By default, each shard of an ApsaraDB for MongoDB sharded cluster instance contains three nodes. When a node fails, the high availability system of ApsaraDB for MongoDB automatically triggers a primary/secondary failover to ensure the overall availability. You can also manually trigger a primary/secondary failover for an ApsaraDB for MongoDB instance in scenarios such as routine disaster recovery drills.
ApsaraDB for MongoDB provides connection strings for you to connect to the primary node and a secondary node. The other secondary node is hidden as a backup to ensure high availability. After you log on to the ApsaraDB for MongoDB console or call the SwitchDBInstanceHA operation to trigger a primary/secondary failover for a shard of a sharded cluster instance, ApsaraDB for MongoDB switches the roles of the primary and secondary nodes.
- You can trigger a primary/secondary failover for replica set and sharded cluster instances, but not for standalone instances due to their single-node architecture.
- You can trigger a primary/secondary failover only for shards in the running state.
- Each time you trigger a primary/secondary failover for an instance, the instance may encounter a transient connection error of about 30 seconds. We recommend that you perform this operation during off-peak hours and make sure that your applications can automatically re-establish a connection.
- Log on to the ApsaraDB for MongoDB console.
- In the upper-left corner of the page, select the resource group and region to which the instance belongs.
- In the left-side navigation pane, click Sharded cluster instance.
- On the page that appears, find the instance that you want to manage and click its ID.
- In the Shard List section, find the shard node and choose .
You can trigger a primary/secondary failover separately for each shard node. The failover operation takes effect only for the current shard node and does not affect other shard nodes of the same sharded cluster instance.
- In the Failover dialog box, select Effective At and click Submit.Note Failover supports two types of Effective At:
- Effective Immediately: The system immediately performs a primary/secondary failover.

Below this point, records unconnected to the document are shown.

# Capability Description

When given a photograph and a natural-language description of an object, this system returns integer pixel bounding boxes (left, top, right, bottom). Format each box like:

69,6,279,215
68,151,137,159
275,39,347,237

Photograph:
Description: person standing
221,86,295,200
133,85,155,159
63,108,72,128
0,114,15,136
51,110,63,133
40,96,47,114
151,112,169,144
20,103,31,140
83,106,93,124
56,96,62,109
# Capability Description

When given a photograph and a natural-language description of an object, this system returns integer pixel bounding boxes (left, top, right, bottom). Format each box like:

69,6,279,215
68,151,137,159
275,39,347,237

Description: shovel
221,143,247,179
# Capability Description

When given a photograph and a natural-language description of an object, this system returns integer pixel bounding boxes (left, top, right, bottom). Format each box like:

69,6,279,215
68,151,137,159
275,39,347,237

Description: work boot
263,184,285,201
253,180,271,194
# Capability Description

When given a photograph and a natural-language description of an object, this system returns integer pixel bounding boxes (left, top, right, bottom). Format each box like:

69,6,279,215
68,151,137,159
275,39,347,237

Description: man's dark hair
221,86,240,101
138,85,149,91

- Maintenance Window:The system performs a primary/secondary failover within the specified maintenance window. For more information about how to set the maintenance time, see Specify a maintenance window.
- The instance status changes to HA Switching.The failover is successful when the instance status changes back to Running.Note The failover operation is complete in about 1 minute. You can repeat the preceding procedure to trigger a primary/secondary failover for other shards of the same sharded cluster instance.